La méthode du trainjacking
Dernier avatar de ces ravis de la dèche, le transfert de technologie du carjacking au transport ferroviaire. Le carjacking, c’est un vol de véhicule par des malfaiteurs qui usent de violence et/ou de menaces.
Pour leur trainjacking, les éco-militants ont barré la voie ferrée avec un muret en parpaings. Une fois le convoi immobilisé, ils ont déversé sa cargaison de céréales sur la voie et ont pris la fuite.

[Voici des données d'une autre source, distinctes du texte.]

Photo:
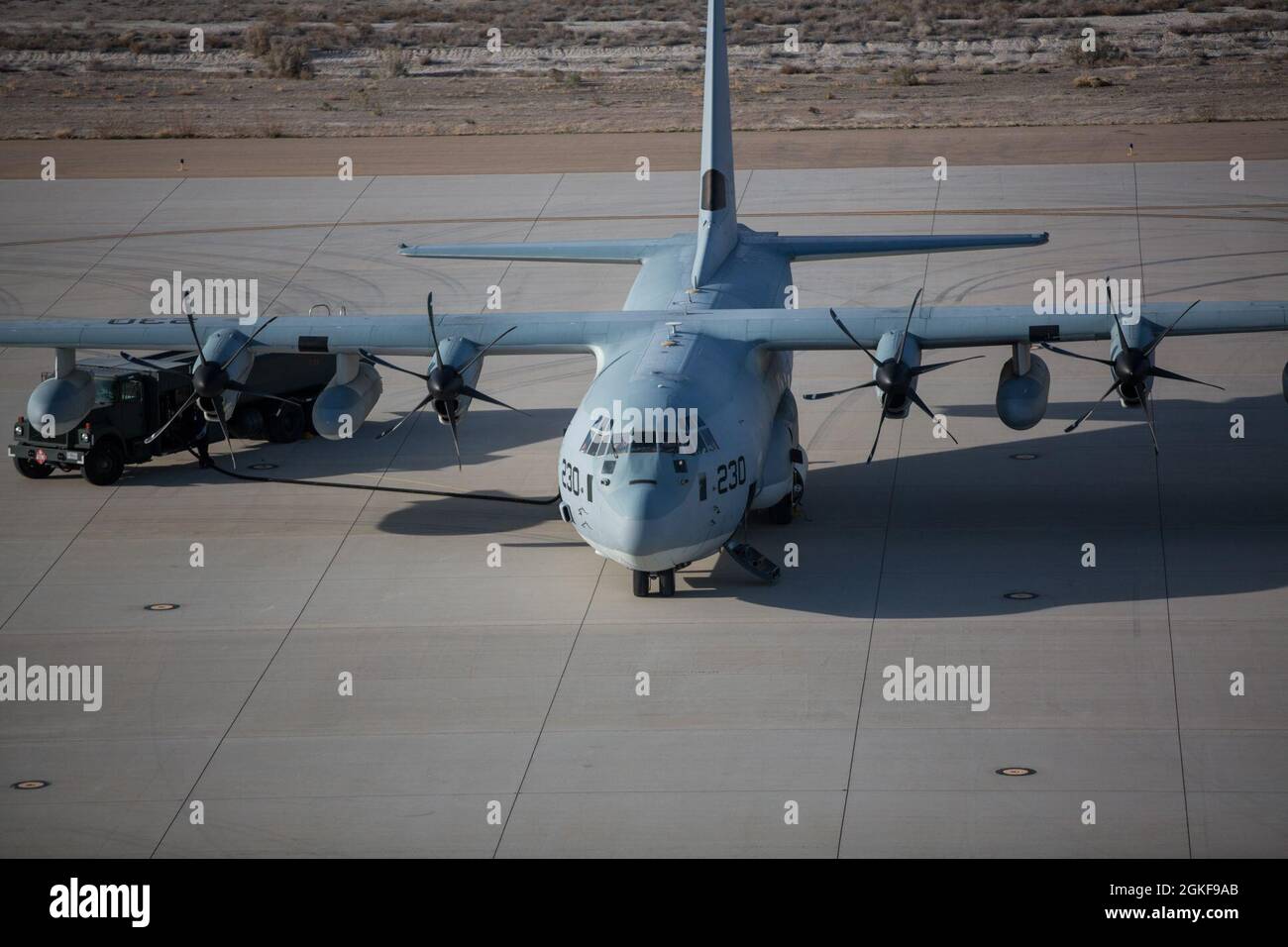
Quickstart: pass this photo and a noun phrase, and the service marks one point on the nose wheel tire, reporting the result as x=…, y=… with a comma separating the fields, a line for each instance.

Un contexte international qui aggrave déjà la situation
On peut difficilement envisager pire timing, ce 19 mars 2022, alors que « l’ONU redoute un ouragan de famines et des émeutes de la faim, conséquences du conflit russo-ukrainien [2] ».
Il y a quand même un aspect cocasse dans l’activisme de ces pieds-nickelés : leur attaque céréalo-raciste s’est trompée d’ennemi. Ils ont pris pour du soja 1500 tonnes de blé qu’ils ont répandues à grand renfort de ratiocinations écolo-dogmatiques.
Il y en a pour pas mal de blé, justement : deux millions d’euros. Mais quand on a la haine, on ne compte pas. « Nous nous battrons pour qu’éclose une véritable agriculture nourricière, joyeuse et vivante », ont écrit les émeutiers, dévoilant ainsi leur motivation première : un plaisir infantile.
Cet épisode ridicule en dit long sur le dysfonctionnement de notre société. Il dépasse le vide narcissique des jeunes bourgeois des villes et des dogmatiques exaltés des champs. Se dire écolo et s’avérer incapable de distinguer le blé du soja, cela questionne sur l’orientation professionnelle des militants. Car militant est devenu une profession et les ONG sont des entreprises comme les autres, soumises à la loi du marché et à la rivalité avec de multiples bienfaisances concurrentes.
Ce qui se conçoit bien s’énonce clairement, mais l’énoncé du fonds de commerce spécifique de « Bretagne contre les fermes usines », est tout sauf clair. Ce collectif cultive le flou entre l’action « Le système d’élevage hors-sol va droit dans le mur, nous devons mettre l’agro-industrie à terre » et le symbolisme du « lien au sol à recréer dans notre agriculture. » Les céréales dont il a débarrassé le convoi étaient destinées à fabriquer de la nourriture animale. Si ces écolos-là subissent des représailles d’anti-spécistes, lesquels seront choisis comme bourreaux par le narratif médiatique, et lesquels seront les victimes ?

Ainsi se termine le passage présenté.